Cette bande dessinée revient sur le triste épisode de la fin de la guerre d'Espagne en 1939 et la fuite de centaines de milliers d'Espagnols vers la France au travers de la vie de cette famille de réfugiés qui a tout perdu en quittant son pays. Les conditions de la traversée des Pyrénées ont été effroyables, la marche épuisante et l'accueil de la France plutôt réticent, voire inhumain. Les familles sont séparées, les hommes d'un côté et les femmes et enfants de l'autre, parqués dans des camps précaires. Les autorités française sont vite dépassées par le nombre de réfugiés, les baraquements insuffisants pour accueillir tout le monde. Beaucoup sont obligés de dormir à la belle étoile à même le sol.
Mais le pire est à venir, 927 réfugiés du camp des Alliers à Angoulême sont déportés par les Allemands en 1940 vers Mauthausen. Seuls les femmes et enfants seront renvoyés directement à Franco. Les hommes mourront pour la plupart, 6500 Espagnols laisseront la vie dans ce camp. Cet ouvrage permet d'ouvrir les yeux sur le calvaire qu'ont subi ces réfugiés, contraints de quitter leur pays pour fuir les bombes des alliés de Franco et la répression qui va suivre avec la prise de contrôle de l'Espagne par les troupes franquistes. Non seulement ils ne sont pas accueillis à bras ouverts mais ils sont traités comme des animaux dans des conditions de vies inhumaines. La France se méfiant d'eux, les soupçonnant d'être pour la plupart des communistes qui pourraient déstabiliser le pays. Ce n'est qu'après le début de la guerre contre l'Allemagne que certains retrouveront un peu de dignité, devenant utiles pour remplacer les travailleurs français appelés sous les drapeaux.

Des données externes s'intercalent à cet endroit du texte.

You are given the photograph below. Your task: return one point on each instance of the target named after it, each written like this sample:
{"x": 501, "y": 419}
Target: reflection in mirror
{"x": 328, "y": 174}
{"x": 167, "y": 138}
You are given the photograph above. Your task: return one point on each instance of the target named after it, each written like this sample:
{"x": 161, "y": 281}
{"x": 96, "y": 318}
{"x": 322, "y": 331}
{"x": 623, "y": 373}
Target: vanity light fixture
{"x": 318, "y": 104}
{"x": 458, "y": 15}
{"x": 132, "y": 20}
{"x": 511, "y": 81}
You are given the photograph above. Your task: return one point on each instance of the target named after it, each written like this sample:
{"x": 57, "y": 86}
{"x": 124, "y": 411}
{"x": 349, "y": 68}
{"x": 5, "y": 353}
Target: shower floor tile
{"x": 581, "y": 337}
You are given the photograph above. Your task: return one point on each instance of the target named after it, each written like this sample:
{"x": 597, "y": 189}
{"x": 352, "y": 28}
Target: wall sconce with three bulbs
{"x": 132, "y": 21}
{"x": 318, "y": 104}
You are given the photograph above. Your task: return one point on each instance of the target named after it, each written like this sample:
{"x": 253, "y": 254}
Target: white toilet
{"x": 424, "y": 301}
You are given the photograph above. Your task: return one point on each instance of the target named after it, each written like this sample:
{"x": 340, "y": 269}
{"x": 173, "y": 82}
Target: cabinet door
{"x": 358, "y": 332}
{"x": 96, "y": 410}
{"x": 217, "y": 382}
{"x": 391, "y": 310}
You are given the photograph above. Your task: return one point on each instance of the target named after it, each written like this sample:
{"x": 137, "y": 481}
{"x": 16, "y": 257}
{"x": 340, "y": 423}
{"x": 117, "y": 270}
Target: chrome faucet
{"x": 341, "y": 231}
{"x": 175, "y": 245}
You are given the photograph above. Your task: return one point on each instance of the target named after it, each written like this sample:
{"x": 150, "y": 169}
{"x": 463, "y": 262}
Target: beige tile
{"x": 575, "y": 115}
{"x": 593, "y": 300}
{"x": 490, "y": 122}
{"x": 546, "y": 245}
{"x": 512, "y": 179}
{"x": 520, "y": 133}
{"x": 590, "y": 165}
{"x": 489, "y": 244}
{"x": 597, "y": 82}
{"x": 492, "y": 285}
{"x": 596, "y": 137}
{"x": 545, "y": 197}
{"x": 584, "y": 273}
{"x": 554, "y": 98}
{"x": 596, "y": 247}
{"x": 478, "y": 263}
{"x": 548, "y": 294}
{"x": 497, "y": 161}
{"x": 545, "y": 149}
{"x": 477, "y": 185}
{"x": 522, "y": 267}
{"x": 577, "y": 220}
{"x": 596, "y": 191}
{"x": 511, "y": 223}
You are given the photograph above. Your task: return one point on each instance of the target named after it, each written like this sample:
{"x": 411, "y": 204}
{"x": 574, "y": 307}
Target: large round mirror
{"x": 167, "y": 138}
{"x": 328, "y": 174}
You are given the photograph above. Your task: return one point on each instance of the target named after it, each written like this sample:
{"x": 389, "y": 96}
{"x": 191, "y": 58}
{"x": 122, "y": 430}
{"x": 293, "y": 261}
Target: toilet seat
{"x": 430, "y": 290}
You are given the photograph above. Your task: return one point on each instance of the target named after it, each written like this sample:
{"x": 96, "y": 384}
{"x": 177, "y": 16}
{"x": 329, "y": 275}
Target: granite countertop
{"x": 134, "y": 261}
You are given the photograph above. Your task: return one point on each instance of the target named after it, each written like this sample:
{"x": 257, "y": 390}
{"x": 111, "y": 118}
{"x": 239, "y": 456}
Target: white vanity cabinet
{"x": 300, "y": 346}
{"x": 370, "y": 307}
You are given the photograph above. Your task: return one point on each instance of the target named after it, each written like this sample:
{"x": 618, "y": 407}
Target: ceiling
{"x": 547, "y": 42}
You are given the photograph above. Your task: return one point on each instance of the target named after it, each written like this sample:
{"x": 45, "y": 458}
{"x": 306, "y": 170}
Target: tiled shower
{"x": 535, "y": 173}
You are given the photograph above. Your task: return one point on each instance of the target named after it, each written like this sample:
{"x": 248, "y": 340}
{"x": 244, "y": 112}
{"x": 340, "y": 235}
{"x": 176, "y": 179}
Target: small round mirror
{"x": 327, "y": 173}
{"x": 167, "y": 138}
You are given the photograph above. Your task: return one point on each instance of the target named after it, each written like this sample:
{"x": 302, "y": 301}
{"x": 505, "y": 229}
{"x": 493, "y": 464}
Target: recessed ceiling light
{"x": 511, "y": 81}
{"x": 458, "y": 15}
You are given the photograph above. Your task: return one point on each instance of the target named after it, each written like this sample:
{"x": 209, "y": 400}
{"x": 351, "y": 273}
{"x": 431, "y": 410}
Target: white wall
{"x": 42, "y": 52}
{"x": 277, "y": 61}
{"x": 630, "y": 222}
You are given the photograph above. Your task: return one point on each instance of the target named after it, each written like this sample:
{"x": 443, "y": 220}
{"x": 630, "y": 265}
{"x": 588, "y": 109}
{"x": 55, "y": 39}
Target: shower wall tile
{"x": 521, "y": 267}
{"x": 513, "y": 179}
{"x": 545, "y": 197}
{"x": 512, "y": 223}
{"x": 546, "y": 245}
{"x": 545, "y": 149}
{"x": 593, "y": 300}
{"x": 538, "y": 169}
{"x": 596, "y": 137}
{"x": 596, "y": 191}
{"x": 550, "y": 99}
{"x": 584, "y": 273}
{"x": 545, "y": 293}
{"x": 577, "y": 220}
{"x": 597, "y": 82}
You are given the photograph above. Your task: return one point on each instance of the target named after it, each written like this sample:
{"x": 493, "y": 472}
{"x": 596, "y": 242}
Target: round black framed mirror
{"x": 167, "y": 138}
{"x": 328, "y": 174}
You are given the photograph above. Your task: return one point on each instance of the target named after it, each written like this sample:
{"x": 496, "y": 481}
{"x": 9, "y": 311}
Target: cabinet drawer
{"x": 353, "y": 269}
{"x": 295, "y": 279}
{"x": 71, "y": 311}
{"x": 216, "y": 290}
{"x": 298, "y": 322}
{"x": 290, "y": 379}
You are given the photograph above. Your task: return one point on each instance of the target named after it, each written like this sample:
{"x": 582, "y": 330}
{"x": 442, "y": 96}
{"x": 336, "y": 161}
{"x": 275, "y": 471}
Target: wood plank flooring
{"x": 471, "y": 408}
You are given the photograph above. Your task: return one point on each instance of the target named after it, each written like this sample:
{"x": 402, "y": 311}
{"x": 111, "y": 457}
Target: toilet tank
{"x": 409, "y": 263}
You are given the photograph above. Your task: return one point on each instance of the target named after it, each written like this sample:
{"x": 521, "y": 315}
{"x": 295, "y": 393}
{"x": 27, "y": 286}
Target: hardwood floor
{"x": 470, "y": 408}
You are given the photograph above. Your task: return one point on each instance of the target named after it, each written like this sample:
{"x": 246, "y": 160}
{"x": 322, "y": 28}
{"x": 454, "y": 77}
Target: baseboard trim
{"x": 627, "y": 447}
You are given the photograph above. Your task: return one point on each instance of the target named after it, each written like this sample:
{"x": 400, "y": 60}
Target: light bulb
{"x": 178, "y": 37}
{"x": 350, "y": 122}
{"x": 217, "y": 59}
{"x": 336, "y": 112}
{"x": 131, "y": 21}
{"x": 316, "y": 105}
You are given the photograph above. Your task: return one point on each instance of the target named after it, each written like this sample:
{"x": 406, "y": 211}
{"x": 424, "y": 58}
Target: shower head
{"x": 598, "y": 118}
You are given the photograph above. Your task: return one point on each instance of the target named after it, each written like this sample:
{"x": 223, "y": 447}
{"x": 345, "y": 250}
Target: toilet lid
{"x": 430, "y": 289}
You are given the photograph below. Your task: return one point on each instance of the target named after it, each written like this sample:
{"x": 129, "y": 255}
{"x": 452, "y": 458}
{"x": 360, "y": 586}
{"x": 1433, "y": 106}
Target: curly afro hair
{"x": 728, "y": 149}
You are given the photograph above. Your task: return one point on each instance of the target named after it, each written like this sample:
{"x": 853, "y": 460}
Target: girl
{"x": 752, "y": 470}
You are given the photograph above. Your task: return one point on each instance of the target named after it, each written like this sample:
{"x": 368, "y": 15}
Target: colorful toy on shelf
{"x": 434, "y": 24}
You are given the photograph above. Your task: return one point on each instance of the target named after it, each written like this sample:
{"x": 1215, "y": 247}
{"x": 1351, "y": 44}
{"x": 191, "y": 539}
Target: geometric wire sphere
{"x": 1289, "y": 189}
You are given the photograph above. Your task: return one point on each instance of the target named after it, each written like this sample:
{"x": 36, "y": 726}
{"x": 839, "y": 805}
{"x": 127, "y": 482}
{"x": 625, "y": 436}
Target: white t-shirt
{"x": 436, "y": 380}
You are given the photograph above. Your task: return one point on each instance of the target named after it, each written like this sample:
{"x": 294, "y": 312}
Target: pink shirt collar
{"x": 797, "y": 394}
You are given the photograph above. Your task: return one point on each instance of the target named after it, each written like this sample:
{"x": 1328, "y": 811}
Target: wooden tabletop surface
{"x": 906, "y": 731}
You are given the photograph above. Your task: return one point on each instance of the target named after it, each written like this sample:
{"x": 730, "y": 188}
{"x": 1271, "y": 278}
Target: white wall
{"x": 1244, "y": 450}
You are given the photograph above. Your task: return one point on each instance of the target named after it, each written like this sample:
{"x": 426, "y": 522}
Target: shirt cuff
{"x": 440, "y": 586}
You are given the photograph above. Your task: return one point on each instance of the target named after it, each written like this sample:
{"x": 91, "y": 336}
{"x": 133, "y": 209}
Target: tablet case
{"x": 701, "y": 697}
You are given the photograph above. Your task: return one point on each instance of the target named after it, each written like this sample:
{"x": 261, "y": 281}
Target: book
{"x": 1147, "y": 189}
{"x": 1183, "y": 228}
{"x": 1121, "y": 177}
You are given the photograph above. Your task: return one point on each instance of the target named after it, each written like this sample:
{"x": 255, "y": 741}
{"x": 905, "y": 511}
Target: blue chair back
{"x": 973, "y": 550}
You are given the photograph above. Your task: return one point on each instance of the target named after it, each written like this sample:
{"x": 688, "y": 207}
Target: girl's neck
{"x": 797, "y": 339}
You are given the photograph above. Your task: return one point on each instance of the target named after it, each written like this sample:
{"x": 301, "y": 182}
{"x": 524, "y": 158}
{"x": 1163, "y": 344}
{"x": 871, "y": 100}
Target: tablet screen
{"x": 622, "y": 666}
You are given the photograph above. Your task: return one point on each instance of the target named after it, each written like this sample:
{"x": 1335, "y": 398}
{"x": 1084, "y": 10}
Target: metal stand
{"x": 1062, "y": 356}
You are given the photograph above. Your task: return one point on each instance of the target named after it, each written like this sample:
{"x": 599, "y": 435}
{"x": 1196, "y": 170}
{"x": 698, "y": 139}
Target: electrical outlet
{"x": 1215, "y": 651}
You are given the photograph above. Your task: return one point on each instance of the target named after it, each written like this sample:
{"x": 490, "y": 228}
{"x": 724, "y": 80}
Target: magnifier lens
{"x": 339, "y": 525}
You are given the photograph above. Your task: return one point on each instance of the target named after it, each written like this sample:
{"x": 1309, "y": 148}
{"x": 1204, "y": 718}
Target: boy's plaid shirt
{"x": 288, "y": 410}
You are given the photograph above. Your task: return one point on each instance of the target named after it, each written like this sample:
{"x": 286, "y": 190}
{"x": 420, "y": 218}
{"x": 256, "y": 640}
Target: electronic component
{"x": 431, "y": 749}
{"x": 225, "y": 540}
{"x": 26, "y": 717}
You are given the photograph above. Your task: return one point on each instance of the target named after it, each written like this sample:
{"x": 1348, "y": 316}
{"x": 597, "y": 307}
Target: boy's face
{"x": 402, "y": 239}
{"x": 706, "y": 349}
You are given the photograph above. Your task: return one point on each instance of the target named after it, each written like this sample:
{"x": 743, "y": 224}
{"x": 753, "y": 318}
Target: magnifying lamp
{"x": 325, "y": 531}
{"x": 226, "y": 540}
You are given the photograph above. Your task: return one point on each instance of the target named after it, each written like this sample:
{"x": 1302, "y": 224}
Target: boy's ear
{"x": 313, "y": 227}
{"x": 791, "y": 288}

J'ai apprécié découvrir cette partie peu glorieuse de notre histoire par le biais de cette saga familiale, de cette femme qui raconte son passé et ce qui leur est arrivé après la disparition de son père. C'est poignant, on ne peut qu'être touché par cette famille brisée par la guerre, par cette femme qui a refoulé ses sentiments, ses souvenirs pour ne plus penser à ce jour de 1939 où elle a vu son père pour la dernière fois. On comprend ces hommes partagés par le désir de protéger leur familles et le sentiment de se comporter en lâche face à l'ennemi franquiste. Ils ont l'impression de trahir leur patrie et leurs idéaux. Quelle a dû être leur déception quand ils ont vu l'accueil qui leur a été réservé !
Le récit est rythmé, sans temps mort, les flash-backs ne troublent pas le récit et s'intègrent parfaitement dans l'histoire. On apprend beaucoup de choses sur cette triste période sans que ce soit trop didactique. Les traits des personnages sont plutôt réalistes, même si trop épais à mon goût mais ils ne m'ont pas gêné dans ma lecture. Eduard Torrents s'est inspiré de son histoire familiale pour nous raconter l'exode de ces milliers d'Espagnols qui ont vu leur vie changée à jamais. Il a réussi avec Denis Lapière à éviter le pathos en gardant une certaine distance par ses dessins et la construction de l'histoire.
Cette lecture a été une bonne surprise, le dossier en fin d'ouvrage permettant de compléter les informations distillées au long du récit.